MaartenGr / BERTopic

Leveraging BERT and c-TF-IDF to create easily interpretable topics.
https://maartengr.github.io/BERTopic/
MIT License
6.03k stars 756 forks source link

Additional representations did not update with topic reduction #2035

Open vidieo opened 3 months ago

vidieo commented 3 months ago

Hi, I am trying to reduce the number of topics that I have with topic_model.reduce_topics(docs, nr_topics=400) which works fine. However, when I ran topic_model.get_topic_info() I got mismatched representations. Only the main representation was updated and all the other aspects were from the old topics.

image

I understand the preferred method of controlling topic number is min_cluster_size which I did use, but it would be nice to know if I could use reduce_topics with the additional representations updated. Thanks in advance!

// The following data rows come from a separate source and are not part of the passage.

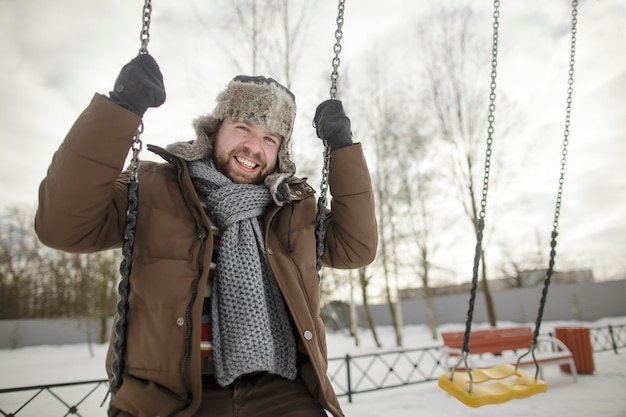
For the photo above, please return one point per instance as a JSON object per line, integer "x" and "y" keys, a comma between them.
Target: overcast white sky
{"x": 55, "y": 55}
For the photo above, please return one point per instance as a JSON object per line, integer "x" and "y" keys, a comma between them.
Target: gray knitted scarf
{"x": 251, "y": 329}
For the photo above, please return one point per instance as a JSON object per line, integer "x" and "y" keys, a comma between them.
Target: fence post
{"x": 349, "y": 379}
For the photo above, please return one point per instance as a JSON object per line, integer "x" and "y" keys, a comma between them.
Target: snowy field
{"x": 598, "y": 394}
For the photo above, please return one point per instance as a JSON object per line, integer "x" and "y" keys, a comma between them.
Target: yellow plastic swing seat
{"x": 510, "y": 383}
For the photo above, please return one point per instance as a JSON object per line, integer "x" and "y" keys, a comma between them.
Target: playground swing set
{"x": 473, "y": 387}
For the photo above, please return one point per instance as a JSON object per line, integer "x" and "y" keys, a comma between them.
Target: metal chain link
{"x": 144, "y": 36}
{"x": 483, "y": 203}
{"x": 321, "y": 202}
{"x": 559, "y": 196}
{"x": 120, "y": 329}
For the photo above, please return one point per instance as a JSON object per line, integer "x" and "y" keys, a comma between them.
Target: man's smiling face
{"x": 245, "y": 152}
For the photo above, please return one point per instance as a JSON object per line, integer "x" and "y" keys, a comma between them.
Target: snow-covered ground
{"x": 598, "y": 394}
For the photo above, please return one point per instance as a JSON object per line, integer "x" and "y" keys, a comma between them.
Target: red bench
{"x": 489, "y": 347}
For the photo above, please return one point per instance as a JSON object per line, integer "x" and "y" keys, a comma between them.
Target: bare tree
{"x": 364, "y": 281}
{"x": 452, "y": 59}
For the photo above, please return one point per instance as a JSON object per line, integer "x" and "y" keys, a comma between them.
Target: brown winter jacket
{"x": 82, "y": 204}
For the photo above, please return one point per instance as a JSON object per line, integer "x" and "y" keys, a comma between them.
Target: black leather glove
{"x": 139, "y": 85}
{"x": 332, "y": 124}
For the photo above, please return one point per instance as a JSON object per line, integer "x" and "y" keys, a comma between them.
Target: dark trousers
{"x": 258, "y": 395}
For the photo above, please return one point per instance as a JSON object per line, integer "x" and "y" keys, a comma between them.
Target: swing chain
{"x": 337, "y": 49}
{"x": 121, "y": 324}
{"x": 480, "y": 226}
{"x": 321, "y": 202}
{"x": 144, "y": 36}
{"x": 559, "y": 197}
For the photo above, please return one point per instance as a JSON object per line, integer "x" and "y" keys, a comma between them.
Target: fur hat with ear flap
{"x": 259, "y": 100}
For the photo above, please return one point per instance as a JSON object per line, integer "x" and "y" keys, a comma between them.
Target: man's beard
{"x": 222, "y": 164}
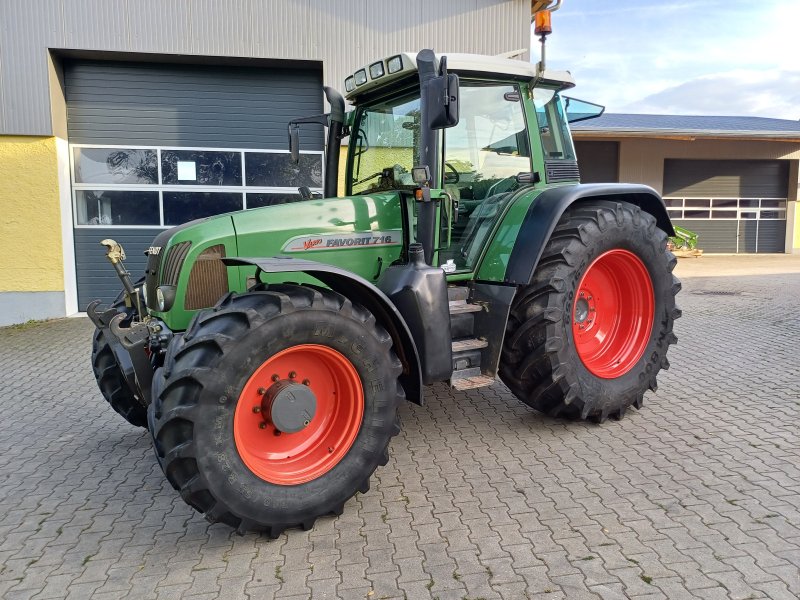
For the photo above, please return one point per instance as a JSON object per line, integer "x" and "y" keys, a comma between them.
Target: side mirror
{"x": 442, "y": 96}
{"x": 294, "y": 142}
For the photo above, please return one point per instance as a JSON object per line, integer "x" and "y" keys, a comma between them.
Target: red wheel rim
{"x": 612, "y": 316}
{"x": 293, "y": 458}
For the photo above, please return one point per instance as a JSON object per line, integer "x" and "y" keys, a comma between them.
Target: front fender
{"x": 363, "y": 292}
{"x": 545, "y": 211}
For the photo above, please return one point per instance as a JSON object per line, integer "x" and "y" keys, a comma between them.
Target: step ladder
{"x": 467, "y": 374}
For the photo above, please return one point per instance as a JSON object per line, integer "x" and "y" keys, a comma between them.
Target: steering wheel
{"x": 455, "y": 173}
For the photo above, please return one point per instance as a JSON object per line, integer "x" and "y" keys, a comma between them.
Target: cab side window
{"x": 483, "y": 155}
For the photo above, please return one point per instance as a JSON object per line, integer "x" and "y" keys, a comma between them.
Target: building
{"x": 733, "y": 180}
{"x": 121, "y": 119}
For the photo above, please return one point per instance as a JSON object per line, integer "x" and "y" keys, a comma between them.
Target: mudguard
{"x": 362, "y": 291}
{"x": 546, "y": 210}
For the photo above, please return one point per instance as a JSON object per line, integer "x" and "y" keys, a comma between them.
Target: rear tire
{"x": 589, "y": 359}
{"x": 211, "y": 436}
{"x": 110, "y": 379}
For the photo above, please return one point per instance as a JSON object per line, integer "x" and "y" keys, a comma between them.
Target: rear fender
{"x": 364, "y": 293}
{"x": 546, "y": 210}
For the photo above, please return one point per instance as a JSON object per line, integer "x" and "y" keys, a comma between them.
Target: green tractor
{"x": 268, "y": 350}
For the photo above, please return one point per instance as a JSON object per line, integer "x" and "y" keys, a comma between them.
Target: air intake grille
{"x": 561, "y": 170}
{"x": 174, "y": 262}
{"x": 208, "y": 281}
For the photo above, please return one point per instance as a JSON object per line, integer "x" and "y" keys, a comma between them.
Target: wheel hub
{"x": 613, "y": 313}
{"x": 583, "y": 308}
{"x": 289, "y": 406}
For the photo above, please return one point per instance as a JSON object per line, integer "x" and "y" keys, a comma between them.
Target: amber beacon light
{"x": 543, "y": 23}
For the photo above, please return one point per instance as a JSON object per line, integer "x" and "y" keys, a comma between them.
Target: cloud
{"x": 773, "y": 94}
{"x": 659, "y": 56}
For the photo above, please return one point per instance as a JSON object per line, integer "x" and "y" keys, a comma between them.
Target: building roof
{"x": 631, "y": 125}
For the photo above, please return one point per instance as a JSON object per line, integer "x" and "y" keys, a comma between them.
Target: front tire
{"x": 110, "y": 379}
{"x": 236, "y": 454}
{"x": 587, "y": 338}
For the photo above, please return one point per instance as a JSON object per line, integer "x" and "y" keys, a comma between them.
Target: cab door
{"x": 483, "y": 155}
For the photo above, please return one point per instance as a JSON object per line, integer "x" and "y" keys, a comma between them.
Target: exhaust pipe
{"x": 335, "y": 127}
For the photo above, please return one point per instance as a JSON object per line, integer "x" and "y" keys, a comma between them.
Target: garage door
{"x": 734, "y": 205}
{"x": 598, "y": 161}
{"x": 156, "y": 145}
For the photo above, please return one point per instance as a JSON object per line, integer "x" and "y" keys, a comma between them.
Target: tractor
{"x": 268, "y": 350}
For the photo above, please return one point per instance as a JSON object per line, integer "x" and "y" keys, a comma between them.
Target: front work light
{"x": 395, "y": 64}
{"x": 376, "y": 70}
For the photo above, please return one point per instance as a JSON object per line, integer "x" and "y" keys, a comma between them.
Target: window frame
{"x": 160, "y": 187}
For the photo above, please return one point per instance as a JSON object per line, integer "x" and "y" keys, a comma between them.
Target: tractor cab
{"x": 510, "y": 132}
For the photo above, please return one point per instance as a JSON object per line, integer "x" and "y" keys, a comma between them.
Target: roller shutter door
{"x": 734, "y": 205}
{"x": 154, "y": 145}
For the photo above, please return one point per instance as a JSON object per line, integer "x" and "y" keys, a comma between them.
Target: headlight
{"x": 165, "y": 296}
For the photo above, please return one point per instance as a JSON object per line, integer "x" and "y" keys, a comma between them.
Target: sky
{"x": 707, "y": 57}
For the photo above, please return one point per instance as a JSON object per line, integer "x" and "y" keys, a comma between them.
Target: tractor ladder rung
{"x": 469, "y": 379}
{"x": 459, "y": 307}
{"x": 471, "y": 344}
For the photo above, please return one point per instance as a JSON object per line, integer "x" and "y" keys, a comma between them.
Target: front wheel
{"x": 109, "y": 375}
{"x": 276, "y": 407}
{"x": 590, "y": 333}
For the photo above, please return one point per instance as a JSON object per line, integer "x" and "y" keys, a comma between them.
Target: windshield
{"x": 385, "y": 146}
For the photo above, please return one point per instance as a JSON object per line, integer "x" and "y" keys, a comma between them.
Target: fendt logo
{"x": 338, "y": 241}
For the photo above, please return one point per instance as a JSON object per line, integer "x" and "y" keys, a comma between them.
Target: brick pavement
{"x": 695, "y": 496}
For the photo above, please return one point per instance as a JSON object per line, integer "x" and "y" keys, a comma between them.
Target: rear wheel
{"x": 277, "y": 406}
{"x": 110, "y": 379}
{"x": 590, "y": 333}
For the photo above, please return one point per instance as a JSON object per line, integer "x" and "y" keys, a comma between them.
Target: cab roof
{"x": 398, "y": 66}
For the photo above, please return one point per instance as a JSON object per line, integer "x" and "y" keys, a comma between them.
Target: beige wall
{"x": 641, "y": 160}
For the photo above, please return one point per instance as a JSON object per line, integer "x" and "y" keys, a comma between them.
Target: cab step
{"x": 470, "y": 379}
{"x": 460, "y": 307}
{"x": 470, "y": 344}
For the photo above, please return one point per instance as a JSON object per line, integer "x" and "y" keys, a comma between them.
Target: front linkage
{"x": 136, "y": 339}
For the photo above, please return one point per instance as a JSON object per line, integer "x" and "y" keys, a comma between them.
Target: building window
{"x": 163, "y": 187}
{"x": 727, "y": 208}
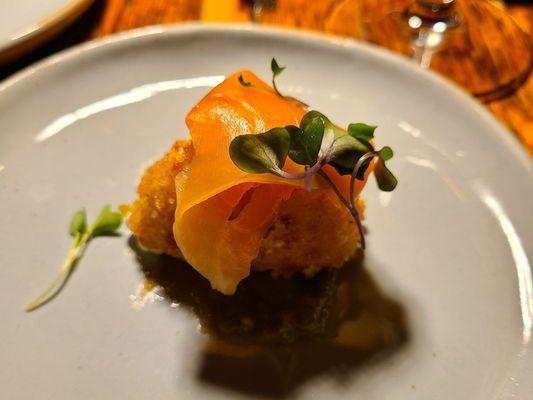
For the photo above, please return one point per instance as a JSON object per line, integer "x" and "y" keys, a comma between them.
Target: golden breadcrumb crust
{"x": 312, "y": 231}
{"x": 152, "y": 215}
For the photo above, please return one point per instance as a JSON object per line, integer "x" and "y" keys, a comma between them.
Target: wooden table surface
{"x": 108, "y": 16}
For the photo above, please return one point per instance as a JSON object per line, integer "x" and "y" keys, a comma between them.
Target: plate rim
{"x": 29, "y": 37}
{"x": 188, "y": 28}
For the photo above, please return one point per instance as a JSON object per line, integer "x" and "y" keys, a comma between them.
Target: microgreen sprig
{"x": 316, "y": 142}
{"x": 276, "y": 70}
{"x": 107, "y": 223}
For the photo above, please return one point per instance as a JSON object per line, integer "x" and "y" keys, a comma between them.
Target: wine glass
{"x": 473, "y": 42}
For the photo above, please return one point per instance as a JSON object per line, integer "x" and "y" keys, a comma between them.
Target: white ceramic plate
{"x": 24, "y": 24}
{"x": 452, "y": 245}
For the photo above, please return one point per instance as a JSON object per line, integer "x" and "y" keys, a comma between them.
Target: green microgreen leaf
{"x": 107, "y": 222}
{"x": 275, "y": 67}
{"x": 385, "y": 153}
{"x": 78, "y": 223}
{"x": 361, "y": 131}
{"x": 262, "y": 153}
{"x": 306, "y": 142}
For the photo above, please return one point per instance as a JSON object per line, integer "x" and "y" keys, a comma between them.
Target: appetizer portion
{"x": 263, "y": 184}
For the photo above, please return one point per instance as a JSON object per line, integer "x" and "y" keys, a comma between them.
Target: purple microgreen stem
{"x": 358, "y": 165}
{"x": 308, "y": 177}
{"x": 351, "y": 208}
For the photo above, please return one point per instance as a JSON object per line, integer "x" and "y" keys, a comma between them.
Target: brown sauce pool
{"x": 275, "y": 334}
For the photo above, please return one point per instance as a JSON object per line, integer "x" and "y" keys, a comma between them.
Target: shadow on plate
{"x": 275, "y": 334}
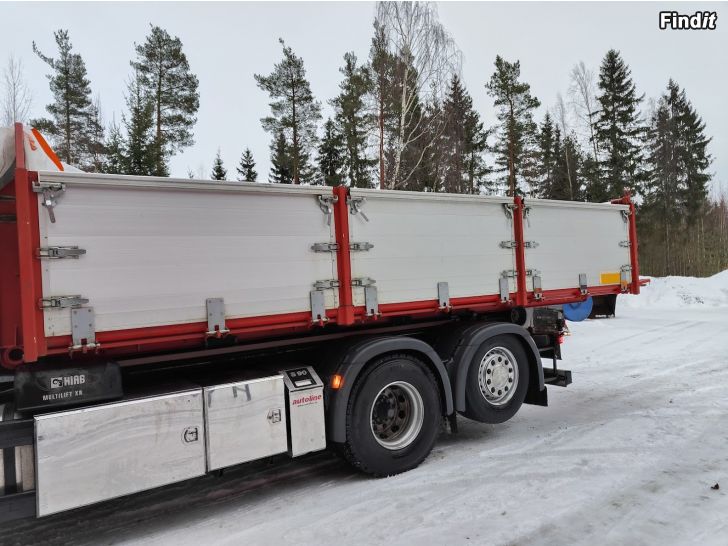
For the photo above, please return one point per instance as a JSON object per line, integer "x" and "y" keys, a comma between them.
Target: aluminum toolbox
{"x": 101, "y": 452}
{"x": 246, "y": 420}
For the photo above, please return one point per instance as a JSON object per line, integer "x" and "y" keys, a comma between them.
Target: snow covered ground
{"x": 625, "y": 455}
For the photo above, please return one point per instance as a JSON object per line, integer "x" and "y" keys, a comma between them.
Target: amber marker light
{"x": 336, "y": 381}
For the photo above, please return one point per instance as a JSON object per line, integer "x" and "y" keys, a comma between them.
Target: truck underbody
{"x": 154, "y": 330}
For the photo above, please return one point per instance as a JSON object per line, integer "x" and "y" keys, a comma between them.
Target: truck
{"x": 154, "y": 330}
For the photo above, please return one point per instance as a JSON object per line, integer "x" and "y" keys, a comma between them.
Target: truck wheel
{"x": 393, "y": 416}
{"x": 497, "y": 380}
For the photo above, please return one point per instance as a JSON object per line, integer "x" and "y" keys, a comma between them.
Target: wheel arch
{"x": 355, "y": 360}
{"x": 470, "y": 340}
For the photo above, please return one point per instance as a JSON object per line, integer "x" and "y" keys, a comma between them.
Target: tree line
{"x": 403, "y": 119}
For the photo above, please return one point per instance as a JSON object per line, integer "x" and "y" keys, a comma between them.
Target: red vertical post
{"x": 633, "y": 247}
{"x": 633, "y": 243}
{"x": 521, "y": 293}
{"x": 25, "y": 200}
{"x": 343, "y": 255}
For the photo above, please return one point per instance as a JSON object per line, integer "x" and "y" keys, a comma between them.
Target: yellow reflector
{"x": 336, "y": 381}
{"x": 610, "y": 278}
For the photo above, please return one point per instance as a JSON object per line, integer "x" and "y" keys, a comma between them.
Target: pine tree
{"x": 618, "y": 128}
{"x": 383, "y": 65}
{"x": 246, "y": 169}
{"x": 354, "y": 121}
{"x": 115, "y": 151}
{"x": 281, "y": 171}
{"x": 139, "y": 157}
{"x": 294, "y": 110}
{"x": 173, "y": 89}
{"x": 218, "y": 169}
{"x": 516, "y": 131}
{"x": 676, "y": 192}
{"x": 567, "y": 167}
{"x": 331, "y": 155}
{"x": 549, "y": 149}
{"x": 97, "y": 148}
{"x": 464, "y": 142}
{"x": 71, "y": 109}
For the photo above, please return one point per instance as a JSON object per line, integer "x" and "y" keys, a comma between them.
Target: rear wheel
{"x": 393, "y": 416}
{"x": 497, "y": 380}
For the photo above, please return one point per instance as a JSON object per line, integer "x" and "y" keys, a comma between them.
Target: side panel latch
{"x": 50, "y": 193}
{"x": 62, "y": 302}
{"x": 60, "y": 252}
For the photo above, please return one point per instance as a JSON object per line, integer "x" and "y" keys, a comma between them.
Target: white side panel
{"x": 420, "y": 240}
{"x": 155, "y": 254}
{"x": 575, "y": 238}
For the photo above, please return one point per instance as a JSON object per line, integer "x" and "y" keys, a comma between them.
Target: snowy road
{"x": 625, "y": 455}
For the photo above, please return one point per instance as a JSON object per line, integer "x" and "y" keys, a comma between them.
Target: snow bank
{"x": 679, "y": 292}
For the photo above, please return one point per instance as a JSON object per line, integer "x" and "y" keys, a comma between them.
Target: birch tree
{"x": 583, "y": 95}
{"x": 17, "y": 96}
{"x": 426, "y": 60}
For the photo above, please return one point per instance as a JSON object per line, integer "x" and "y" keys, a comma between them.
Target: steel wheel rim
{"x": 397, "y": 415}
{"x": 498, "y": 376}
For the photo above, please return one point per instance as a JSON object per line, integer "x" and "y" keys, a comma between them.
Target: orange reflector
{"x": 336, "y": 381}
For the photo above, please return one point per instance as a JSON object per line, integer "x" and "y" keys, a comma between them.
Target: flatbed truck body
{"x": 155, "y": 329}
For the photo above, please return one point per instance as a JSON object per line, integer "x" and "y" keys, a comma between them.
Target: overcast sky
{"x": 226, "y": 43}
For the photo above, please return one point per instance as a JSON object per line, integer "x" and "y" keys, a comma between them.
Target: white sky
{"x": 226, "y": 43}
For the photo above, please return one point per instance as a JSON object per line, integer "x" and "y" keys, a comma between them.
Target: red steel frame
{"x": 182, "y": 336}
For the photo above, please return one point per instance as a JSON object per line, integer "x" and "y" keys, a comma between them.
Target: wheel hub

MaartenGr commented 3 months ago

Strange, it seems that they are updated for some but not all others. If I'm not mistaken, topic 396 is not properly updated right but topic 0 is?

Also, can you share your full code along with the versions of your environment?

vidieo commented 3 months ago

Thanks for such a great project and the quick response @MaartenGr! The additional representations does not get updated with the reduce_topics method, so for example topic 396 here has the KeyBERT and MMR of the old topic 396. It was just a coincidence before that the first three topics before and after reduction were similar. After a few more runs I learned that this happened only when loading a saved model since no sub-models is saved with it. Is there a way to pass these submodels so I can tweak the topics of a saved model?

I am running bertopic 0.16.2 on Python 3.10.12.

The code:

from sentence_transformers import SentenceTransformer
from umap import UMAP
from hdbscan import HDBSCAN
from sklearn.feature_extraction.text import CountVectorizer
from bertopic.representation import KeyBERTInspired, MaximalMarginalRelevance
from bertopic import BERTopic
import pickle

embedding_model = SentenceTransformer("all-mpnet-base-v2")

with open("/content/drive/MyDrive/code_stuff/mpnet_embeddings.pickle", "rb") as pkl:
    embeddings = pickle.load(pkl)

umap_model = UMAP(n_neighbors=20, n_components=5, min_dist=0.0,
                  metric="cosine", random_state=42)

hdbscan_model = HDBSCAN(min_cluster_size=20, min_samples=10,
                        metric="euclidean", cluster_selection_method="eom",
                        prediction_data=True)

vectorizer_model = CountVectorizer(stop_words="english", min_df=5, max_df=0.9,
                                   ngram_range=(1, 3))

keybert_model = KeyBERTInspired()
mmr_model = MaximalMarginalRelevance(diversity=0.3)

representation_model = {"KeyBERT": keybert_model,
                        "MMR": mmr_model}

topic_model = BERTopic(
  embedding_model=embedding_model,
  umap_model=umap_model,
  hdbscan_model=hdbscan_model,
  vectorizer_model=vectorizer_model,
  representation_model=representation_model,

  top_n_words=10,
  verbose=True,
)

topics, _ = topic_model.fit_transform(docs, embeddings=embeddings)

topic_model.reduce_topics(docs, nr_topics=400)

topic_model.get_topic_info()
MaartenGr commented 3 months ago

After a few more runs I learned that this happened only when loading a saved model since no sub-models is saved with it. Is there a way to pass these submodels so I can tweak the topics of a saved model?

I'm not sure if I understand correctly. The code you shared does not show loading a saved BERTopic model right?

Also, if you need to use nr_topics (which is not something I would recommend), you could also use that parameter in BERTopic(nr_topics=400). That might work for you.

vidieo commented 3 months ago

I'm not sure if I understand correctly. The code you shared does not show loading a saved BERTopic model right?

Sorry, that's my bad. I shared the original code and not the code for the subsequent runs when I loaded the model. Again, it only happens when loading a saved model, so I will be fine. Still looking into the best way to reduce the number of topics for my case as I do want the small clusters if they are distinct enough, that's why I'm looking into merging methods.

MaartenGr commented 3 months ago

@vidieo Then it might indeed be helpful to start with min_topic_size to find the number of topics you are interested in and then manually merge topics instead of using .reduce_topics. If you run into any other problems, let me know!